My faith in the WSL, like yours, is damaged, but I do want them to succeed. This new series is a chance to turn things round. There’s a new audience waiting to be found, and an old one waiting to be fulfilled, but this can only happen if the filmmakers have been given enough freedom.

Box to Box Films understand that where there are people under pressure there’s drama. You don’t need to manufacture it, you just need to ask the right questions and be there in the right moments. The WSL have never grasped this.
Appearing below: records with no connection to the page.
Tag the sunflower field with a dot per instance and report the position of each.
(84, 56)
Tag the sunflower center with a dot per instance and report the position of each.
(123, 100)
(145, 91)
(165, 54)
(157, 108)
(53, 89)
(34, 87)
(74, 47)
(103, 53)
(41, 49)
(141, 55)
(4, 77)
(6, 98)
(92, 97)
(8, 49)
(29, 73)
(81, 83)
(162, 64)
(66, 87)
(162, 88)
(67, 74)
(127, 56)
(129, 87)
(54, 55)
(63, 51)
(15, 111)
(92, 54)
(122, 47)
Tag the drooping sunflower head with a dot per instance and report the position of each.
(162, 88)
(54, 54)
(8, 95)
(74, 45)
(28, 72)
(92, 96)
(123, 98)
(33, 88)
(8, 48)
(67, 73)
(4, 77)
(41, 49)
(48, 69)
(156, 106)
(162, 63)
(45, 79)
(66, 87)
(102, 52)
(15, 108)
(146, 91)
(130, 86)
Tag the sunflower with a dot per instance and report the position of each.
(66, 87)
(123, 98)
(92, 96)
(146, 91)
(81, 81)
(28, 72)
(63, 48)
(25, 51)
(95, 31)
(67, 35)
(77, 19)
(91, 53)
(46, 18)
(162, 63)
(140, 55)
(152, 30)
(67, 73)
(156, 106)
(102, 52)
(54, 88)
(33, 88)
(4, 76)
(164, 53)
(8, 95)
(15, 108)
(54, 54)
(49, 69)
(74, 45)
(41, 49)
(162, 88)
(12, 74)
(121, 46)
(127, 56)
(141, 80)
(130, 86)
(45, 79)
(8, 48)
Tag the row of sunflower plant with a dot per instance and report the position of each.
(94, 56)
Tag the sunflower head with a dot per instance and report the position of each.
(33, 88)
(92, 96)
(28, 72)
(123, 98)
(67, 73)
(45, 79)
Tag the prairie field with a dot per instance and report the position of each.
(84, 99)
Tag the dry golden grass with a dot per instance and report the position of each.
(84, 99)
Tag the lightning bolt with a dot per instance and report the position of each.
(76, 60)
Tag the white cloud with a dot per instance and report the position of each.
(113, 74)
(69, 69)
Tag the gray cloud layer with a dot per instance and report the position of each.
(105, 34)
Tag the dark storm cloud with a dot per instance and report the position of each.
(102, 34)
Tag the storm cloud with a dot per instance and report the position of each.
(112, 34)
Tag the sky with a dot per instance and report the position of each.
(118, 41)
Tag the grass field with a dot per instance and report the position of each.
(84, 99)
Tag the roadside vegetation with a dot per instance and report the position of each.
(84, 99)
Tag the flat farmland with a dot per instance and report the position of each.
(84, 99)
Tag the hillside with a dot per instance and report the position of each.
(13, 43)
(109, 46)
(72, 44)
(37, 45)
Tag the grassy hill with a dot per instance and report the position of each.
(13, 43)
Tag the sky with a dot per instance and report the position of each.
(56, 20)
It’s a little worrying to me that every press release that has accompanied news of this series has included “in partnership with the WSL” and listed Erik Logan as an executive producer.

Professional surfing has long needed an outside perspective to drive mainstream interest, but Logan has proven by now that his perspective is flawed. But as much as we’ve critiqued his understanding of surf culture, we have at least acknowledged his political and media savvy.

There’s no doubt that Erik Logan wants to be the saviour of professional surfing. We can only hope that in this instance he has understood that sometimes in order to save something you have to let it go.

*As the premier reporter of professional surfing working in 2022, and surely the most personable, handsome and objective, I’ll be deeply disappointed if I’m not offered a similar role to F1 journalist Will Buxton in “Make or Break” at some point.